Aug 22, 2022 | Ship design & naval architecture news

Ferry operator Scandlines has chosen ReFlow, a Danish climate tech company, to develop advanced climate twins of its latest freight ferry design using life cycle assessment (LCA) methodology.

Steel is currently being cut at Cemre Shipyard in Turkey for the zero-emission electric vessel contracted by Scandlines for the Puttgarden-Rødby route. Over the following months, ReFlow will build a detailed life-cycle model representing the vessel from its construction to its end of life many years from now. The model will show the environmental impact of the ferry, not only in its use but also from its construction at Cemre Shipyard along with the installed equipment. The digital ‘climate twin’ will make it possible for Scandlines to run simulations on the use of new green technology on the ferry – something that is considered nearly impossible today.

LCA is a holistic approach to assessing the environmental impact. It can include all life cycle stages of a vessel and not just the fuel consumption that is common practice in the maritime industry. Incorporating all life cycle stages, the shipowner will get a complete overview of the vessel’s emissions in its entire life, including fuel consumption.

Fini A Hansen, VP Fleet, Scandlines, said: “Our new zero-emission vessel will be electrically powered, so it makes good sense for us to look at the entire life cycle and understand the remaining emissions so they can be improved over time.”

The ferry will be environmentally assessed using ISO-backed LCA methodology – a tool well-known in other industries but relatively new to maritime.

Rasmus Elsborg-Jensen, CEO and Founder, ReFlow, said: “We are very excited about the new cooperation and also looking forward to the world premiere of applying life cycle assessment to a complete ferry – it is an industry first to our knowledge.”

The assessment of the ferry design and its proposed life cycle is no small task.

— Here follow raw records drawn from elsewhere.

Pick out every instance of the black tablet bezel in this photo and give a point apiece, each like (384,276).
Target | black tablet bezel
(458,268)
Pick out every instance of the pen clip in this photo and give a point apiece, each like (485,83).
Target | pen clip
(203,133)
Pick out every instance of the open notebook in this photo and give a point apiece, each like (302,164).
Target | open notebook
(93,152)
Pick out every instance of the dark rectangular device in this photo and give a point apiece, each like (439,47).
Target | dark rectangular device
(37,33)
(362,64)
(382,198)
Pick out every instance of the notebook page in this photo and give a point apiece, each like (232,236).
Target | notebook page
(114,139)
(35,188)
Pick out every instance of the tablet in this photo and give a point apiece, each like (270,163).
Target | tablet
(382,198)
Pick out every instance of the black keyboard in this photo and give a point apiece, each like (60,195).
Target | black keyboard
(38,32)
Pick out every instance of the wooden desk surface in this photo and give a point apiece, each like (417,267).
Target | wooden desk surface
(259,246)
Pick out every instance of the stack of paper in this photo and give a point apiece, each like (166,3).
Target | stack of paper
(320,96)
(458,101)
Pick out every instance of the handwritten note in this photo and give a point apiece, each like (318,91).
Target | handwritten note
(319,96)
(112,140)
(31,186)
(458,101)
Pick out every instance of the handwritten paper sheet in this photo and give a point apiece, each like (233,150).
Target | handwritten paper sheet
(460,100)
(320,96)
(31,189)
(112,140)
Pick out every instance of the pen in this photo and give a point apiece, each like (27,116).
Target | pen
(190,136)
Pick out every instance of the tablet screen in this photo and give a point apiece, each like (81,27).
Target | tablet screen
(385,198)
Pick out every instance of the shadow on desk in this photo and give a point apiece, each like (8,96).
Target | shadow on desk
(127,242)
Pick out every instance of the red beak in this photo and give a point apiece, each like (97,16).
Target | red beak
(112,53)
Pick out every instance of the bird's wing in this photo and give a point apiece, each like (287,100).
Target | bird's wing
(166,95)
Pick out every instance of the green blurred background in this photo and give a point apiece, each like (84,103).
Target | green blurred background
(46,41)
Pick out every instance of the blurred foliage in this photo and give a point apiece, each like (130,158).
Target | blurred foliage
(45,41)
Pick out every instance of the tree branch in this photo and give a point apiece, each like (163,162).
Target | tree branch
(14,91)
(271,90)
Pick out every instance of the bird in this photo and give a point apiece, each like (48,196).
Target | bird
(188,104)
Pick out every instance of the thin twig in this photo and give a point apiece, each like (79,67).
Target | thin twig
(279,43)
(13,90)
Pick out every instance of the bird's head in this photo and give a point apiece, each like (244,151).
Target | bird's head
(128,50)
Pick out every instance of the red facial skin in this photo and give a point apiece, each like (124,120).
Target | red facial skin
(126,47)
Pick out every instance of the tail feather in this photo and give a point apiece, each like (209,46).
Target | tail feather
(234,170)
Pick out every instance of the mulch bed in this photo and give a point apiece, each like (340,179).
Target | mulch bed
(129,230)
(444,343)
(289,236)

It will run over the next three months and include detailed information on the building processes and chosen equipment aboard.

Elsborg-Jensen added: “It is our ambition to provide Scandlines with a granular understanding of the emissions associated with, not just the fuel use, but also the vessel itself, allowing for future “plug and play” scenarios where new greener technologies can be assessed on the vessel before an investment.”

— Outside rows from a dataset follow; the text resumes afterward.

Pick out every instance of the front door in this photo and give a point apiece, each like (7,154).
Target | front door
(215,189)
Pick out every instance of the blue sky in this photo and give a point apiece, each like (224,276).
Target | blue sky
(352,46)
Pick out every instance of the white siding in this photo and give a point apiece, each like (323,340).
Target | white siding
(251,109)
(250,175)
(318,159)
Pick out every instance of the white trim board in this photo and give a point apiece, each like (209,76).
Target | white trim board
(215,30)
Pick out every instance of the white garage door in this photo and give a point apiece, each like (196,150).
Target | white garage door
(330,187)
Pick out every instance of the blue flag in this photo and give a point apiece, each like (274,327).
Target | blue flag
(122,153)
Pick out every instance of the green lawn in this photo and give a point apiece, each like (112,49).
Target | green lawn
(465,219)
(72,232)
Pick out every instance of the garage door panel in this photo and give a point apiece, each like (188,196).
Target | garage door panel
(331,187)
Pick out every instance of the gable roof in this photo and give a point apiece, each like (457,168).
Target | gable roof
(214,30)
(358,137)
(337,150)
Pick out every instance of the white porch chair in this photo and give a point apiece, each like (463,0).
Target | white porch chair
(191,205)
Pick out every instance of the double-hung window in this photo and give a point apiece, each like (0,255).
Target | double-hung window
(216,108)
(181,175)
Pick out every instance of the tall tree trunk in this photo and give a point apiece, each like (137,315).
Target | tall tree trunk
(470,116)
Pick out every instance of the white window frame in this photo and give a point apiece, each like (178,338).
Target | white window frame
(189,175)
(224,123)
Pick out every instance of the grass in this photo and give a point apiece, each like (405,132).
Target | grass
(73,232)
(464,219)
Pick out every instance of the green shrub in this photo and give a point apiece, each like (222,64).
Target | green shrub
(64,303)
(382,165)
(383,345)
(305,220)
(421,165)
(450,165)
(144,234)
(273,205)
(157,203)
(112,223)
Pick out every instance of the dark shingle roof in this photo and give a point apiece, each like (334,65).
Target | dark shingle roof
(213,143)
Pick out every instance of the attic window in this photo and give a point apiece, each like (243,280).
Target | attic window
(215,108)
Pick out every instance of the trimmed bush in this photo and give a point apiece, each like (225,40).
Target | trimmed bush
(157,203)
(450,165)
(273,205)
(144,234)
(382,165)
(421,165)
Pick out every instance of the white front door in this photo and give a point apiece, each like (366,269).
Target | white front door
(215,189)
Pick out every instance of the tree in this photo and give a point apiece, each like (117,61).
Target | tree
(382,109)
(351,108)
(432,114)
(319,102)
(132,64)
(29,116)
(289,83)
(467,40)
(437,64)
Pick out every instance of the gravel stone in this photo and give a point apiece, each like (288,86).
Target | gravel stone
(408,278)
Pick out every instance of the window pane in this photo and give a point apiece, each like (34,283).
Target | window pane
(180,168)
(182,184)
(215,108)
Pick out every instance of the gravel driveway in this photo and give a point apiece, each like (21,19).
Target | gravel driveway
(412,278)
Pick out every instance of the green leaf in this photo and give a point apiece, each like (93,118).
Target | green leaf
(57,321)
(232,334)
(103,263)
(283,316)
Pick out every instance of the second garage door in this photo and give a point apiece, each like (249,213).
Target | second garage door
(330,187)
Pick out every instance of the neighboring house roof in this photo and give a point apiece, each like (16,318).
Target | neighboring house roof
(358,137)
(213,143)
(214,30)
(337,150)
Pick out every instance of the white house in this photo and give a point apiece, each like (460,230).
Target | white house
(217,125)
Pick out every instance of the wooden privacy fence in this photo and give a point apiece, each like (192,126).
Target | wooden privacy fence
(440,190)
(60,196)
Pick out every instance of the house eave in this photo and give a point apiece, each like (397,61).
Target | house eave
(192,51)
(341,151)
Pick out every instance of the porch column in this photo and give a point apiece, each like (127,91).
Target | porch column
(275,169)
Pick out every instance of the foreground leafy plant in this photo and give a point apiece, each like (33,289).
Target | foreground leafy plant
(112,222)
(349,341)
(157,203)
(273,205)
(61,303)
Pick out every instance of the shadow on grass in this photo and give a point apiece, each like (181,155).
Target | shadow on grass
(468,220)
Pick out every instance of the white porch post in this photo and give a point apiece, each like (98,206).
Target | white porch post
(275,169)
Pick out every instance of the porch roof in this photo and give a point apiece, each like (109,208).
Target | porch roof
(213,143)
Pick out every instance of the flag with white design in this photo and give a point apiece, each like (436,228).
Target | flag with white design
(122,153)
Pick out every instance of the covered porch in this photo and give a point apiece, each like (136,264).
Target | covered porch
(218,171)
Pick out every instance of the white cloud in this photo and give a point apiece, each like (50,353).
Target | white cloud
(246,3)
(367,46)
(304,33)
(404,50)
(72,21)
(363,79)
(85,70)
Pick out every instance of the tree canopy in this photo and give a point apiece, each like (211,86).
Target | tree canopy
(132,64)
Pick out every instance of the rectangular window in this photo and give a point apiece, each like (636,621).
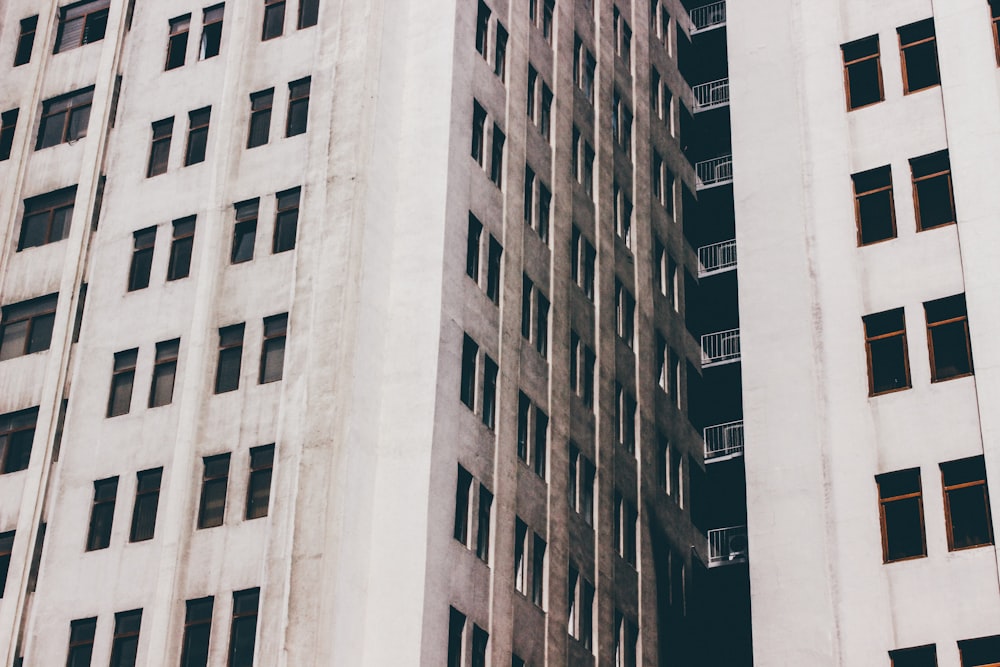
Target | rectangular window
(81,23)
(227,375)
(65,118)
(147,498)
(243,631)
(862,72)
(874,209)
(197,135)
(197,632)
(918,52)
(102,514)
(181,247)
(122,379)
(214,481)
(932,190)
(901,512)
(885,345)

The EU highlights the use of LCA as the go-to tool for providing environmental data on products and processes. New EU initiatives like the Green Deal call for more environmental data and product transparency, and Life Cycle Assessment provides exactly that.

“Using life cycle assessment, the shipowners can get a more granular understanding of the current environmental profile of a vessel but also, more importantly, understand the future roads towards a greener vessel – a patch that often is linked with partnerships and new technologies,” Elsborg-Jensen concluded.

ReFlow will, jointly with the traditional LCA process, incorporate the digital solution that makes it possible for suppliers to make and submit their LCA calculations directly to Scandlines, speeding up the process when selecting new or evaluating current suppliers. Several maritime OEMs are already using the digital platform, which makes it possible to cut the time and cost associated with a life cycle assessment of the products by over 80% compared to traditional manual approaches.

Hansen said: “The digital solution from ReFlow will be a good enabler for our green procurement strategy as it allows our current and future suppliers to provide climate data on their products. Product climate data will allow us to evaluate products and eventually lower the carbon footprint over time.”